Korban Gempa 7,7 M di NTT Bertambah: 33 Orang Tewas, 23 Luka, Ribuan Mengungsi

Sedang Trending 59 menit yang lalu
Petugas melakukan penyisiran gedung Pelabuhan Laurentius Say Maumere nan rusak akibat gempa di Kabupaten Sikka, Nusa Tenggara Timur (NTT), Sabtu (15/8/2026). Foto: Gregorio J Gilbert/ANTARA FOTO

Gubernur Nusa Tenggara Timur (NTT), Emanuel Melkiades Laka Lena, menyampaikan info sementara pasca gempa magnitudo 7,7 nan mengguncang Flores pada Sabtu (15/8). Hingga saat ini tercatat 33 orang meninggal bumi dan 23 orang mengalami luka-luka .

“Saat ini info nan kami miliki, ada korban meninggal 33 orang: di Sikka 3 orang, Ende 1 orang, Manggarai 14 orang, Manggarai Timur 14 orang, dan Manggarai Barat 1 orang,” ujar Melki saat memberikan keterangan pers di Maumere .

Jumlah korban terbanyak ada di Manggarai dan Manggarai Timur, masing-masing 14 orang. Sementara korban luka-luka tercatat: Sikka 6 orang, Ende 13 orang, dan Manggarai Barat 4 orang. Tak hanya korban jiwa, ribuan penduduk juga dilaporkan mengungsi.

Selain itu, tetap ada empat orang nan dilaporkan terjebak di dalam gedung di wilayah Manggarai dan sedang dilakukan upaya pemindahan oleh tim gabungan.

Tim penyelamat memeriksa sebuah gedung nan rusak parah di Pelabuhan L. Say usai gempa 7,7 magnitudo di Sikka, Nusa Tenggara Timur, Sabtu (15/8/2026). Foto: Puspen TNI

“Proses pendataan tetap berjalan lantaran nyaris seluruh wilayah Flores terdampak dengan tingkat kerusakan nan berbeda-beda. Pemerintah berbareng TNI, Polri, dan unsur mengenai terus bergerak memastikan penanganan korban melangkah optimal,” tegas Melki .

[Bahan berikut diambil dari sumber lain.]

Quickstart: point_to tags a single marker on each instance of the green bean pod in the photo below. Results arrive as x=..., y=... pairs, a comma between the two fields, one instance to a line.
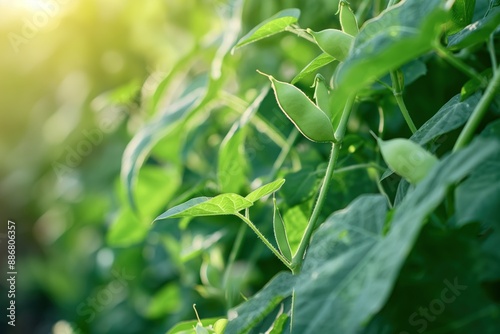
x=334, y=42
x=348, y=20
x=322, y=94
x=407, y=158
x=310, y=120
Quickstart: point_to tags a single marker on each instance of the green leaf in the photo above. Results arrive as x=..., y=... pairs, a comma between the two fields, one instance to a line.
x=265, y=190
x=143, y=142
x=311, y=121
x=317, y=63
x=397, y=36
x=233, y=165
x=279, y=324
x=351, y=267
x=474, y=84
x=280, y=233
x=187, y=327
x=273, y=25
x=247, y=315
x=225, y=204
x=126, y=229
x=166, y=300
x=334, y=42
x=450, y=117
x=296, y=220
x=477, y=32
x=461, y=15
x=300, y=187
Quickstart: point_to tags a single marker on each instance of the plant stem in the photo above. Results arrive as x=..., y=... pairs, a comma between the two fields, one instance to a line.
x=334, y=154
x=491, y=50
x=397, y=89
x=457, y=63
x=304, y=242
x=479, y=112
x=284, y=153
x=264, y=239
x=391, y=3
x=232, y=256
x=300, y=32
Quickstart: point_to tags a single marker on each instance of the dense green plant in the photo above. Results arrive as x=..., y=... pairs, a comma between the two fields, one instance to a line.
x=401, y=255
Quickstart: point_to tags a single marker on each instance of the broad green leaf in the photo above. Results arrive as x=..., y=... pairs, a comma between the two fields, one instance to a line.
x=126, y=229
x=233, y=9
x=476, y=32
x=187, y=327
x=317, y=63
x=233, y=165
x=411, y=72
x=334, y=42
x=273, y=25
x=300, y=187
x=220, y=326
x=152, y=194
x=478, y=197
x=140, y=146
x=311, y=121
x=280, y=233
x=351, y=267
x=385, y=43
x=322, y=94
x=265, y=190
x=279, y=324
x=451, y=116
x=461, y=15
x=225, y=204
x=166, y=300
x=248, y=314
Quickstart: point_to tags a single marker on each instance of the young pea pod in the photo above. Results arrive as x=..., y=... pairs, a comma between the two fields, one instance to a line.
x=321, y=93
x=334, y=42
x=407, y=158
x=348, y=20
x=310, y=120
x=280, y=233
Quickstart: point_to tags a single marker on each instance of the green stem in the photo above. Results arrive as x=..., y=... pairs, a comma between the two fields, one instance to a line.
x=479, y=112
x=391, y=3
x=457, y=63
x=304, y=242
x=397, y=89
x=284, y=153
x=491, y=50
x=264, y=239
x=232, y=256
x=300, y=32
x=334, y=154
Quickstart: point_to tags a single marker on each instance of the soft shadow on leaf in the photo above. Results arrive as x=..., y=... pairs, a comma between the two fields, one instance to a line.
x=273, y=25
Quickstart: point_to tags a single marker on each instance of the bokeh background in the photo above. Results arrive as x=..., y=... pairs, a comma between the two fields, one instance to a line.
x=77, y=81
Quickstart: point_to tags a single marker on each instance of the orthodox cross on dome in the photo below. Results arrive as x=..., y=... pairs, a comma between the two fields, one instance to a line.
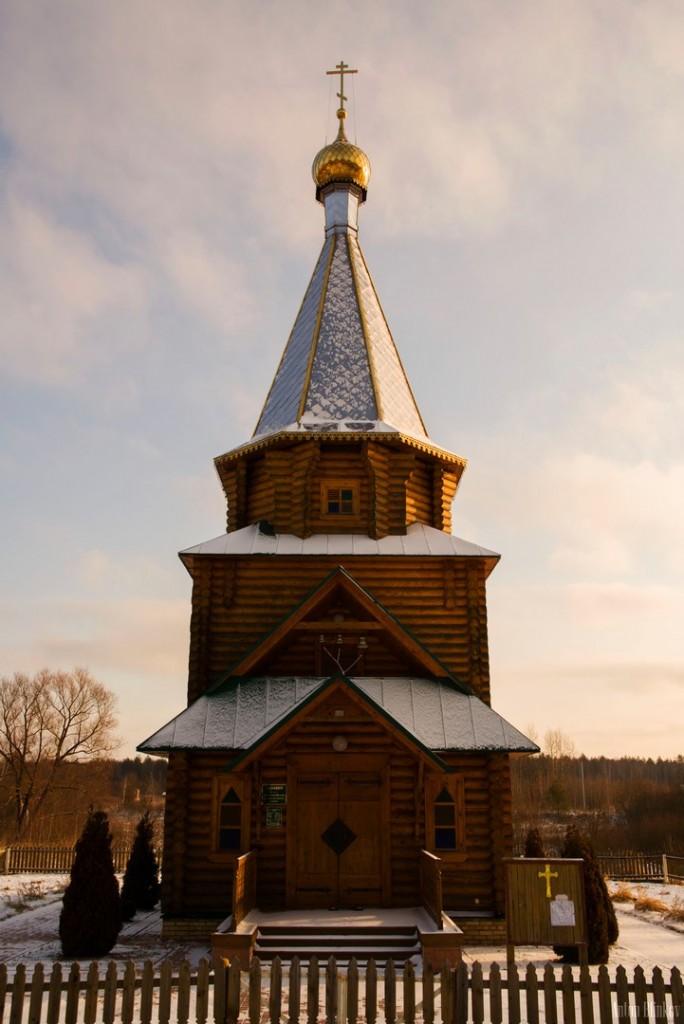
x=342, y=70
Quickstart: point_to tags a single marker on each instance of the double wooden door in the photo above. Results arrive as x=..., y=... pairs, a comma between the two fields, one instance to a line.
x=337, y=838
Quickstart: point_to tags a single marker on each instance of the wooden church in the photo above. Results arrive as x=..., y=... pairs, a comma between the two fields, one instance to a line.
x=339, y=727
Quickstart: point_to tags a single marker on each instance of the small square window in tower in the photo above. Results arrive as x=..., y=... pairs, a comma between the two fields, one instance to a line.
x=340, y=501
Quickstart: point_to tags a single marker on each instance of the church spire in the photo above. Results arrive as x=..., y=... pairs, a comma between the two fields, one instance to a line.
x=340, y=370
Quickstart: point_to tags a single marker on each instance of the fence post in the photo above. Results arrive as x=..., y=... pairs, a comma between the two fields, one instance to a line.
x=461, y=998
x=331, y=991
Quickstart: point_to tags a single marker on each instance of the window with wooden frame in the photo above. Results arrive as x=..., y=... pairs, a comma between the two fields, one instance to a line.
x=444, y=815
x=230, y=814
x=339, y=498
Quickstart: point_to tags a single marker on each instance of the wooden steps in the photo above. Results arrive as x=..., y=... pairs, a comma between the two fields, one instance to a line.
x=344, y=941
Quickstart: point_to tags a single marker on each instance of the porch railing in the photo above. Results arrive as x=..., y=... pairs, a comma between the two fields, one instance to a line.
x=430, y=879
x=244, y=887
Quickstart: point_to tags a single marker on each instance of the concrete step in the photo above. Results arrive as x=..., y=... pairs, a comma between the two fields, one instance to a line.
x=379, y=944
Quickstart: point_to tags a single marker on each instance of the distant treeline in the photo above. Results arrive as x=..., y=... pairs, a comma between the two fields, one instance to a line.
x=624, y=803
x=124, y=788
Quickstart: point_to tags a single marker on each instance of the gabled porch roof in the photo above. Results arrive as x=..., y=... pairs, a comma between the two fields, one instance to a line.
x=245, y=712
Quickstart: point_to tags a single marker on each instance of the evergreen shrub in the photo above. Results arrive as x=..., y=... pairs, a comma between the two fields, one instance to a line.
x=602, y=928
x=140, y=886
x=90, y=918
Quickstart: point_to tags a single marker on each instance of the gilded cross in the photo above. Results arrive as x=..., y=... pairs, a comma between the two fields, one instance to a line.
x=548, y=875
x=342, y=70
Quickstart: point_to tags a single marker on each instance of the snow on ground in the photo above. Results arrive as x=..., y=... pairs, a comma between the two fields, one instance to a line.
x=30, y=907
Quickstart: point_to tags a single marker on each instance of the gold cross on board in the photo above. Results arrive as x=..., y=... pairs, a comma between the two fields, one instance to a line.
x=342, y=70
x=548, y=875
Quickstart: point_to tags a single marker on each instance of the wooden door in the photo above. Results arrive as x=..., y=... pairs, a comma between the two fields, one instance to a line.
x=338, y=839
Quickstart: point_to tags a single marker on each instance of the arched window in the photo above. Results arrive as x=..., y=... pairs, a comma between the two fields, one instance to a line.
x=445, y=834
x=444, y=815
x=230, y=821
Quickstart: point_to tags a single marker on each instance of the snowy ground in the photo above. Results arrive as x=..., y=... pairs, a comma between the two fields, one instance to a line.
x=30, y=909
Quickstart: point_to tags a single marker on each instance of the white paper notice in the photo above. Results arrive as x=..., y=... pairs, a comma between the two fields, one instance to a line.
x=562, y=912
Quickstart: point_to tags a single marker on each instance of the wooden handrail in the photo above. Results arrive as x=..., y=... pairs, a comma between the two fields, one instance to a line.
x=244, y=887
x=430, y=877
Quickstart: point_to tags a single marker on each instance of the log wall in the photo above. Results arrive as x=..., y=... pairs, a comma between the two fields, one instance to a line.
x=197, y=880
x=238, y=601
x=396, y=485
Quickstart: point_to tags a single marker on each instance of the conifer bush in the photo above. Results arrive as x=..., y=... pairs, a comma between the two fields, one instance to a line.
x=140, y=887
x=601, y=921
x=90, y=918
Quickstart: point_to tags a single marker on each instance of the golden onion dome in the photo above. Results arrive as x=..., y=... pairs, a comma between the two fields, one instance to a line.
x=341, y=161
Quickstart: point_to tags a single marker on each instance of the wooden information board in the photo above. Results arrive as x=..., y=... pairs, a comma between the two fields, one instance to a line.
x=545, y=903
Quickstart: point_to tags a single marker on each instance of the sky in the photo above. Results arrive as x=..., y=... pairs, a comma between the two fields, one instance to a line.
x=524, y=227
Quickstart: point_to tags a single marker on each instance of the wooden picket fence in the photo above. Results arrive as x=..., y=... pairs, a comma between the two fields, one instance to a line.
x=313, y=993
x=642, y=866
x=36, y=859
x=25, y=859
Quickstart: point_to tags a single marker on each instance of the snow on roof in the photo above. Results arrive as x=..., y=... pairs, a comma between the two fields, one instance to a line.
x=241, y=714
x=419, y=540
x=340, y=361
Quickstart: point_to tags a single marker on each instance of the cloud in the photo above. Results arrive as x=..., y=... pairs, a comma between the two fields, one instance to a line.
x=55, y=292
x=209, y=282
x=606, y=710
x=140, y=637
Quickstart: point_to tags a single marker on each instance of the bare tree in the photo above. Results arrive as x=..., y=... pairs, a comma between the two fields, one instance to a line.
x=46, y=722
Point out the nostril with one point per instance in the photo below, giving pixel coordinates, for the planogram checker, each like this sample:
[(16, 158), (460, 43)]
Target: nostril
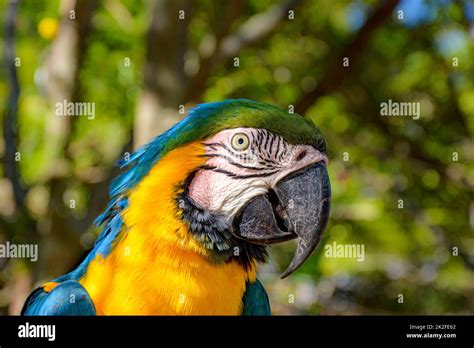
[(301, 155)]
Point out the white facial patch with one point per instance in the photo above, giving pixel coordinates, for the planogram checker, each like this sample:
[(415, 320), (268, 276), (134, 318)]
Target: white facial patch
[(244, 163)]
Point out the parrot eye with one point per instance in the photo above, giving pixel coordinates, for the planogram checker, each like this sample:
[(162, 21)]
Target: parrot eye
[(240, 141)]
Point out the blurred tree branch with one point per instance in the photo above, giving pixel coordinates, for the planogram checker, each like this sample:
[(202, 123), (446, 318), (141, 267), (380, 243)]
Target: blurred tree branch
[(253, 30), (61, 81), (335, 73), (10, 125), (164, 78)]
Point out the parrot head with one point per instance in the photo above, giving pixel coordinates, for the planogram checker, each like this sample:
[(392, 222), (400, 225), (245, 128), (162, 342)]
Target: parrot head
[(258, 178)]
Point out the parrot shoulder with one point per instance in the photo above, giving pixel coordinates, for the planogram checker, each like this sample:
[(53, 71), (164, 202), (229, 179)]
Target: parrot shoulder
[(255, 300), (66, 298)]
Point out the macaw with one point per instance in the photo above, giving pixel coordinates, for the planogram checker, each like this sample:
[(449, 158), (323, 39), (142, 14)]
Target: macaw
[(190, 219)]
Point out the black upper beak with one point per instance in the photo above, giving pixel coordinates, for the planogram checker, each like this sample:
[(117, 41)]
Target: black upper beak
[(297, 207)]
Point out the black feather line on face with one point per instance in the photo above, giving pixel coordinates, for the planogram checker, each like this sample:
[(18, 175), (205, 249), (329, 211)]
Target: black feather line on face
[(211, 230)]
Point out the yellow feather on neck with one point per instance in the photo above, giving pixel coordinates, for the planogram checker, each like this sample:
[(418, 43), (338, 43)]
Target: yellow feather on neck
[(157, 267)]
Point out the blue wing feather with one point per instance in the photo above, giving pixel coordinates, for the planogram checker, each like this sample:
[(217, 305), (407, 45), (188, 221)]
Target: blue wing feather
[(68, 298), (255, 300)]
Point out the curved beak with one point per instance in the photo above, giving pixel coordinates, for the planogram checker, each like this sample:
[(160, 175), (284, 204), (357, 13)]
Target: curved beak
[(297, 207)]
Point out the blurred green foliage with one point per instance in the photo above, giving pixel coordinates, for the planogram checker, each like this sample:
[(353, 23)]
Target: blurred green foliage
[(374, 161)]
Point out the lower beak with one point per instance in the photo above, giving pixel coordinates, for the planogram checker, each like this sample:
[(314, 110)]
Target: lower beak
[(297, 207)]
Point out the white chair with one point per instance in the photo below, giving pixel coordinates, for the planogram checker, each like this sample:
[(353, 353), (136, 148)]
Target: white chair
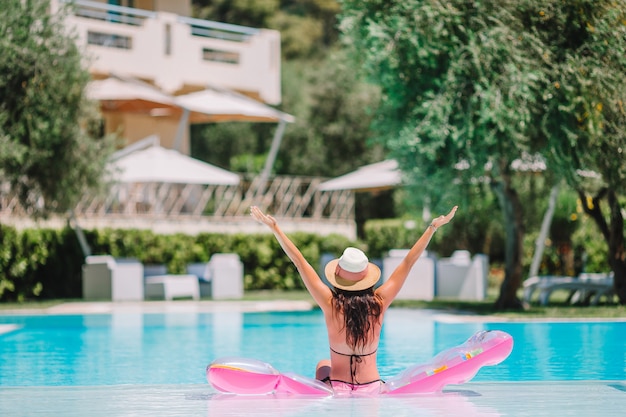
[(107, 278), (169, 287), (461, 277), (202, 270), (226, 272)]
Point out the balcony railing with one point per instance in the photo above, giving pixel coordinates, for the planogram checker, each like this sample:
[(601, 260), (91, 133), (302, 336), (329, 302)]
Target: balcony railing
[(177, 51), (164, 207)]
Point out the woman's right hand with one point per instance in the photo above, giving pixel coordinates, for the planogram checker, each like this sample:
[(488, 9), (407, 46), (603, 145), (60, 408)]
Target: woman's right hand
[(441, 220), (261, 217)]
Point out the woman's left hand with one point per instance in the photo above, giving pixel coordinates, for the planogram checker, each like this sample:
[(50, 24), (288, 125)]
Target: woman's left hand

Pemerintah Provinsi NTT sekarang sedang memproses penetapan peristiwa ini sebagai Bencana Daerah Tingkat Provinsi. Sementara penetapan status musibah nasional sepenuhnya menjadi kewenangan pemerintah pusat.

“Kami menyampaikan info apa adanya. Penetapan status nasional kelak sepenuhnya diputuskan oleh pemerintah pusat,” katanya.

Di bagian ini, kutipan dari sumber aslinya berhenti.